On the wireless front, Transvirtual, a Berkeley, Calif.-based vendor, will announce at the show a new Linux-based software platform aimed at the wireless PDA (personal digital assistant) market and that fully leverages Java and XML technologies.

Called PocketLinux, the product consists of three layers, according to company officials. At the bottom of the stack is the Linux operating system. On top of that sits Kaffe, Transvirtual's Java Virtual Machine. The top layer is an XML presentation layer written in Java.

"This architecture allows developers to write applications that will run transparently across the network and share information," said Tony Fader, vice president of marketing at Transvirtual.

Tim Wilkinson, CEO of Transvirtual, said PocketLinux enables not only PDAs but other devices such as IP telephones that allows Linux applications to be used in a more useful way, enabling users to listen to MP3 files, read e-mail, and read appointment calendars, according to Wilkinson.

At the show, Wilkinson said, the company would demonstrate PocketLinux running on PDAs such as the Compaq iPAQ and the Vtec Helio.

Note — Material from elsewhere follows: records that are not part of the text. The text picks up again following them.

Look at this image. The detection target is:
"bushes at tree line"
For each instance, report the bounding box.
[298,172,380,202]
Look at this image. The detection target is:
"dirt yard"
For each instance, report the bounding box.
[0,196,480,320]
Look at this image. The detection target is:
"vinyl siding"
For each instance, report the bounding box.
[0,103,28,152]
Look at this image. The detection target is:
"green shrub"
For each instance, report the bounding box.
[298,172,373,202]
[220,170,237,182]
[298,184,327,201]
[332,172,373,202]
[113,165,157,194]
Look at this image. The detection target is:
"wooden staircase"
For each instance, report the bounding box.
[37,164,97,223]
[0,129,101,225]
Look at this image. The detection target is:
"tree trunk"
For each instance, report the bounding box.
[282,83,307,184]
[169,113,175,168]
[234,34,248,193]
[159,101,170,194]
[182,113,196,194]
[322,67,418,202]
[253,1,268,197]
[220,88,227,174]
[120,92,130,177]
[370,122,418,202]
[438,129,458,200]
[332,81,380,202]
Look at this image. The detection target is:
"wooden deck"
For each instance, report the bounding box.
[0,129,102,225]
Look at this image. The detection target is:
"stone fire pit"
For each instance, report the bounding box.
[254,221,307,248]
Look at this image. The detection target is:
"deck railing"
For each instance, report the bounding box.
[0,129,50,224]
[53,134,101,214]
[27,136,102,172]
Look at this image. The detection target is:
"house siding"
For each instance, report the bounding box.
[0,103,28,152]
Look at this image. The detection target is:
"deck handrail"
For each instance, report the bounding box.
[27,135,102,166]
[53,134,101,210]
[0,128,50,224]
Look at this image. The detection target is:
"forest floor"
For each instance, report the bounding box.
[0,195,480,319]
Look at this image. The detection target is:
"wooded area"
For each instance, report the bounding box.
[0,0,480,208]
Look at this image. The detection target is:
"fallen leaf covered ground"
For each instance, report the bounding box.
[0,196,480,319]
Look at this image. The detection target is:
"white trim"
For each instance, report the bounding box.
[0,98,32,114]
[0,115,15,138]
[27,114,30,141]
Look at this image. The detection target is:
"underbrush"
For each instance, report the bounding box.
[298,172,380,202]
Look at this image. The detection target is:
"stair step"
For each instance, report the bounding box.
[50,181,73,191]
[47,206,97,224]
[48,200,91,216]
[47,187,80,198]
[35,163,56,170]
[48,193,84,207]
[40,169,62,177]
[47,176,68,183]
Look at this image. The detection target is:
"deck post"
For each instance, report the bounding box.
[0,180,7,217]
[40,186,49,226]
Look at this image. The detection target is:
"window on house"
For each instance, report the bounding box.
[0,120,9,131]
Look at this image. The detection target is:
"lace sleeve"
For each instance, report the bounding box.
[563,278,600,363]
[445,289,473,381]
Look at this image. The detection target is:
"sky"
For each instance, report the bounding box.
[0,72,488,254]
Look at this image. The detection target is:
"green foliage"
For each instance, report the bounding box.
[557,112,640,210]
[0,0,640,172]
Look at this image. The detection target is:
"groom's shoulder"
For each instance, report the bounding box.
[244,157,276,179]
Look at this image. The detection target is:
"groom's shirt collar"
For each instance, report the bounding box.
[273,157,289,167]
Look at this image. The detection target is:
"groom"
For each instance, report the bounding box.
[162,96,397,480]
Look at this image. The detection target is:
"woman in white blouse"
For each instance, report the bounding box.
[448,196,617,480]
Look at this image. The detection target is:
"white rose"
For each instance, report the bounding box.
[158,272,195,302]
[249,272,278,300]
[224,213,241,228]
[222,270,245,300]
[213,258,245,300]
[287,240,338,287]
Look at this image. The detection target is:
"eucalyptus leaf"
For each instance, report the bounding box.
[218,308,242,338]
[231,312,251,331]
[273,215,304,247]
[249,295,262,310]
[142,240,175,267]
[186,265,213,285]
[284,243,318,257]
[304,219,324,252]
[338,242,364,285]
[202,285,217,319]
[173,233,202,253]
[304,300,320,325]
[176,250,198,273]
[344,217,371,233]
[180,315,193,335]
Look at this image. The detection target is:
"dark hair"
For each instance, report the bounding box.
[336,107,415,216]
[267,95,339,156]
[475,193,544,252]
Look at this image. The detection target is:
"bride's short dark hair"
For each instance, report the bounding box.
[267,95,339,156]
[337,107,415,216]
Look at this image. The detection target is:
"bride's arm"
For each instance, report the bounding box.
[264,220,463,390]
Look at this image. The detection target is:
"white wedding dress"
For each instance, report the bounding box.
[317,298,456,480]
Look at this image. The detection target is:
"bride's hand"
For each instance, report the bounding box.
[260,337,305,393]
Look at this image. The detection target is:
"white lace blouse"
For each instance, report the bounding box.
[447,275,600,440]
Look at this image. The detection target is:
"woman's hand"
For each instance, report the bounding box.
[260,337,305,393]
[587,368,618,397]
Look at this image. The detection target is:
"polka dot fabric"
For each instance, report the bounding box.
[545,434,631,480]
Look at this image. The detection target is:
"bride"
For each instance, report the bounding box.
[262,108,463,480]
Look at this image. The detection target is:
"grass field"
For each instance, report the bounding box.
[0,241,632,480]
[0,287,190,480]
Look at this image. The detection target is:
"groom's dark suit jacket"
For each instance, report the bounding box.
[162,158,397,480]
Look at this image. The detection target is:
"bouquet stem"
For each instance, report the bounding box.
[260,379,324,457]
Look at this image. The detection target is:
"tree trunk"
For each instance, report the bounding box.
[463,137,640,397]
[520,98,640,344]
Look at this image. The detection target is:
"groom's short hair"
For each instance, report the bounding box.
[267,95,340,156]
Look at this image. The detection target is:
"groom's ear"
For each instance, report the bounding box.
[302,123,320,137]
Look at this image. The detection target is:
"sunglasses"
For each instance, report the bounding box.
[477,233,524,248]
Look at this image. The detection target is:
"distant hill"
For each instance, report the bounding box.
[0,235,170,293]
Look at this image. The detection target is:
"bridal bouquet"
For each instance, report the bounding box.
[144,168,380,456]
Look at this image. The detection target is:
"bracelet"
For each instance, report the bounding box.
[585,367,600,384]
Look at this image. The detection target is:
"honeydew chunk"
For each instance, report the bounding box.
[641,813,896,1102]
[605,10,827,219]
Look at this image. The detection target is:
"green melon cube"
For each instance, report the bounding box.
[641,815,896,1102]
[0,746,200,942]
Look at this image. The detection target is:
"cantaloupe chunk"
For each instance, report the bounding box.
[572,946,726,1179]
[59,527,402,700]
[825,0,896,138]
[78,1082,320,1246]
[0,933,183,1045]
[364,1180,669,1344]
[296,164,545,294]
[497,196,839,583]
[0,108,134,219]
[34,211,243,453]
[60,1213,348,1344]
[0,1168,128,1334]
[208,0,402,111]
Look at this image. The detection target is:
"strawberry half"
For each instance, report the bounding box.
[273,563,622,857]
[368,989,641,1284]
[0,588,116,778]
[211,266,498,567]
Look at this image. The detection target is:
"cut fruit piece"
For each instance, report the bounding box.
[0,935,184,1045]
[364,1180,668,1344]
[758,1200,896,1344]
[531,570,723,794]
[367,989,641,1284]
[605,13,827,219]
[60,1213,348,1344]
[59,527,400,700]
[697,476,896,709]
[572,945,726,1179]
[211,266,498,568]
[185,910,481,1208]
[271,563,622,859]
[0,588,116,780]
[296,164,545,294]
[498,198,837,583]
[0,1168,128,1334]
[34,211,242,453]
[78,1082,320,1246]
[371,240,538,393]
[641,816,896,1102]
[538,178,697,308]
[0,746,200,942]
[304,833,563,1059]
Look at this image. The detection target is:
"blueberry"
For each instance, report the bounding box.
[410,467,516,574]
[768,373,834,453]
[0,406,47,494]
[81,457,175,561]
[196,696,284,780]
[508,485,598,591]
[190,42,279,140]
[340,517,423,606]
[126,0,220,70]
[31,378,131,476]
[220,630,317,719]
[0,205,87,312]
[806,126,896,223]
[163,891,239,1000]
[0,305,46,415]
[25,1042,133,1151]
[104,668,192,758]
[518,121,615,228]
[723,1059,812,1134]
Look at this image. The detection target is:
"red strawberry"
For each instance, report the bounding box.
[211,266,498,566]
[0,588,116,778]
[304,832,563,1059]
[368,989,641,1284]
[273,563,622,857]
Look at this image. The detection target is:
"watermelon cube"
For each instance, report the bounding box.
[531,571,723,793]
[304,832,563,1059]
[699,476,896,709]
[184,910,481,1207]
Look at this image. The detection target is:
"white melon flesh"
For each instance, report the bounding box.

VistaSource, a Westboro, Mass.-based company, will launch the first beta of its next version of AnywhereOffice, a server-based version of its ApplixWare client software. Besides Linux, the new program will work with several Unix platforms including Sun Solaris.

The server-based suite includes a word processor, spreadsheet, presentation and graphics tools, database client, and a tool set to help users and developers create customized applications over the Web, company officials said.

Client users need only a Java-based browser in order to access the server-based suite and any individual data files.

"We think this product allows us to deliver programs and data with high performance over a browser. It can support large numbers of clients and thin clients from a single server," said Bernie Thompson, president of VistaSource.